Using `stream_complete` endpoint

In [None]:
response = llm.stream_complete("Explain the importance of low latency LLMs")

In [None]:
for r in response:
    print(r.delta, end="")

Low latency Large Language Models (LLMs) are important in the field of artificial intelligence and natural language processing (NLP) due to several reasons:

1. Real-time applications: Low latency LLMs are essential for real-time applications such as chatbots, voice assistants, and real-time translation services. These applications require immediate responses, and high latency can result in a poor user experience.
2. Improved user experience: Low latency LLMs can provide a more seamless and responsive user experience.

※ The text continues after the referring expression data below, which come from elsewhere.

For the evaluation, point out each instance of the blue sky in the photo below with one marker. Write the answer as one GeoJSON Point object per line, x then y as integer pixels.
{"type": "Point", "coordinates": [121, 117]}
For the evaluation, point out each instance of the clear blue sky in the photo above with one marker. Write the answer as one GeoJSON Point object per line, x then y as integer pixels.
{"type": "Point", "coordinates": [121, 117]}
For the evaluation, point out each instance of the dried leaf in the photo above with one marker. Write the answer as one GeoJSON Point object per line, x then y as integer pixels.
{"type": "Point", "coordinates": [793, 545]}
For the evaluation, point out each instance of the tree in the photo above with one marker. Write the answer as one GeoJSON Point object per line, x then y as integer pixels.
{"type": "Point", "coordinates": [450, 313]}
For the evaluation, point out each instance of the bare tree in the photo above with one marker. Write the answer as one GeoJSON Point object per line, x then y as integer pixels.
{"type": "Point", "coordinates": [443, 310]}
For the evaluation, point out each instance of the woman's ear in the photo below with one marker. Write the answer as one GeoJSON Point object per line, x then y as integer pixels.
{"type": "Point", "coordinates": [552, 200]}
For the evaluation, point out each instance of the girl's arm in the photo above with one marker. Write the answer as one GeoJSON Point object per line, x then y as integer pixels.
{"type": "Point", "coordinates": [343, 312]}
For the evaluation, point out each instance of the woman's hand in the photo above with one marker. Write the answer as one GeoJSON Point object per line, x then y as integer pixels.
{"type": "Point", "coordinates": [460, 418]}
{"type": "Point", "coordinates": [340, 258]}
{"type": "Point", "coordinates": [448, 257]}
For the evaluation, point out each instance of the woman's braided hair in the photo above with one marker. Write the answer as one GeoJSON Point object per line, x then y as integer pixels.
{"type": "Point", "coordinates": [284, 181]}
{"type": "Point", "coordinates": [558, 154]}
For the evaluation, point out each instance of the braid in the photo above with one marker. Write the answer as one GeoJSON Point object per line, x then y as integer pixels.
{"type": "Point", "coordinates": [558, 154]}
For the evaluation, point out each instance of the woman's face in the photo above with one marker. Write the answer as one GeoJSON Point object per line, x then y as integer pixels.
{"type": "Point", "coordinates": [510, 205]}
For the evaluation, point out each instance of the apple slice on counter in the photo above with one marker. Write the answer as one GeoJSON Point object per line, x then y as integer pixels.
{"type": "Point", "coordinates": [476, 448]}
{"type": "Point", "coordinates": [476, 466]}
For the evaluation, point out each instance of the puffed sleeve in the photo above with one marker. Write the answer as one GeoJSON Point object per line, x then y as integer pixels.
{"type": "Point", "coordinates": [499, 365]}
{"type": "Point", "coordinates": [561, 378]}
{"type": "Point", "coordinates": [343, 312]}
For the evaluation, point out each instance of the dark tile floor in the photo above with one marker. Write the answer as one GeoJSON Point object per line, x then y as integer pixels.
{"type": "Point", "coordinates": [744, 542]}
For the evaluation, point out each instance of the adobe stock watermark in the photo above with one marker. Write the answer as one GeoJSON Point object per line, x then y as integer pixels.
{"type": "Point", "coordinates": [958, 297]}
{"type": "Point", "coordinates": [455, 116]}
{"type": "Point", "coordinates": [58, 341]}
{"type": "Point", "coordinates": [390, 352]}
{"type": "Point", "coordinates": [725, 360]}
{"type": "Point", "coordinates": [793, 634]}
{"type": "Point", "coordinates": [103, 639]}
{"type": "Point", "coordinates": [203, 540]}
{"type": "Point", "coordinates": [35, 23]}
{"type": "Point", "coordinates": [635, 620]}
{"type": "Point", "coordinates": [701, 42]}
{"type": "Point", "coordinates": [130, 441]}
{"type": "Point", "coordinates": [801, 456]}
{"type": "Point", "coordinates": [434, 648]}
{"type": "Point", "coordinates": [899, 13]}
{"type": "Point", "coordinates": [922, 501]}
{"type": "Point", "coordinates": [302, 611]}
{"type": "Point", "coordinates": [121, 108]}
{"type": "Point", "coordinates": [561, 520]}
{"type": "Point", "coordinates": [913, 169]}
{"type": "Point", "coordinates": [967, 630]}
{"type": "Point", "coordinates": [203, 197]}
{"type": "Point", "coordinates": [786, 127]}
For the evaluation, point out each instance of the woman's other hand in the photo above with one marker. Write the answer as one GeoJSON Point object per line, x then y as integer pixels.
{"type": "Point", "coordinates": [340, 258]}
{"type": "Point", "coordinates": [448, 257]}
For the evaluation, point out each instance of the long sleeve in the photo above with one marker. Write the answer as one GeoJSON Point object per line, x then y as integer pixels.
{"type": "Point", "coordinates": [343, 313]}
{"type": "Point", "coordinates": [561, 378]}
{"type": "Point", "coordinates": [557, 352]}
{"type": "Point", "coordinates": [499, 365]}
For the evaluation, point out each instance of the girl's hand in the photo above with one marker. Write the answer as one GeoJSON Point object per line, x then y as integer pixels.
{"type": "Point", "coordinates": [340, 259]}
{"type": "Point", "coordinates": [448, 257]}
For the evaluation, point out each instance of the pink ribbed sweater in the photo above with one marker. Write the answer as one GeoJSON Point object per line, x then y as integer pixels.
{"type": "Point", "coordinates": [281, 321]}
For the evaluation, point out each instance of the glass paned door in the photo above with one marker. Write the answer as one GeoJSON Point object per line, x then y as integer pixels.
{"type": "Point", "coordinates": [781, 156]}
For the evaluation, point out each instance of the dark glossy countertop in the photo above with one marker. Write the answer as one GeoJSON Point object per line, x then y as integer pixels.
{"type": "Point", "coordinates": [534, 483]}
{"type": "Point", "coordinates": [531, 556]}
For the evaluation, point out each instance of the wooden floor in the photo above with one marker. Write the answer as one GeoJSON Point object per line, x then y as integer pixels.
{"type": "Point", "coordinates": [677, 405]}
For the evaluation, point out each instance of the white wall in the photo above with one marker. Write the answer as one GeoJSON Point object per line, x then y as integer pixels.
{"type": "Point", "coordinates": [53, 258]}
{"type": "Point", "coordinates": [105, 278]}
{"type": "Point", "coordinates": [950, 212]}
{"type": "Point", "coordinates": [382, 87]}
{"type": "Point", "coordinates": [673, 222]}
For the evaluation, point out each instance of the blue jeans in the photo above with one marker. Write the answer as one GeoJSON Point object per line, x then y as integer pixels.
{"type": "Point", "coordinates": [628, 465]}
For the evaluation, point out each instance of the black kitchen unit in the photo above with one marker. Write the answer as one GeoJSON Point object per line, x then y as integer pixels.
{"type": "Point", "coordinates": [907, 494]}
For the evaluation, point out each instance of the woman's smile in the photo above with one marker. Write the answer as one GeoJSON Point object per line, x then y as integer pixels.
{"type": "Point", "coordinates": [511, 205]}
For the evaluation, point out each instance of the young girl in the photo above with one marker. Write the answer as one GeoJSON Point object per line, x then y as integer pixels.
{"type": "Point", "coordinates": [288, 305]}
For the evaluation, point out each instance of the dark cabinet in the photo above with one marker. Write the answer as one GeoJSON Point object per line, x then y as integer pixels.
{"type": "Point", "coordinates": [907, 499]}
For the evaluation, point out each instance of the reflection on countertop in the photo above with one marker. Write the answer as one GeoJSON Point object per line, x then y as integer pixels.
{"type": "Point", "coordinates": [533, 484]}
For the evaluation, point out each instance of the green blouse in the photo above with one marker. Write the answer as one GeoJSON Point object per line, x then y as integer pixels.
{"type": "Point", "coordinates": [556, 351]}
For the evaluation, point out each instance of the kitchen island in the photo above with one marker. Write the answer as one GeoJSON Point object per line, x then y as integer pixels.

Users are more likely to continue using a service that provides quick and accurate responses, leading to higher user engagement and satisfaction.
3. Better decision-making: In some applications, such as financial trading or autonomous vehicles, low latency LLMs can provide critical information in real-time, enabling better decision-making and reducing the risk of accidents.
4. Scalability: Low latency LLMs can handle a higher volume of requests, making them more scalable 

Using `stream_chat` endpoint

In [None]:
from llama_index.core.llms import ChatMessage

messages = [
    ChatMessage(
        role="system", content="You are a pirate with a colorful personality"
    ),
    ChatMessage(role="user", content="What is your name"),
]
resp = llm.stream_chat(messages)

In [None]:
for r in resp:
    print(r.delta, end="")

Arr, I be known as Captain Candybeard! A more colorful and swashbuckling pirate, ye will never find!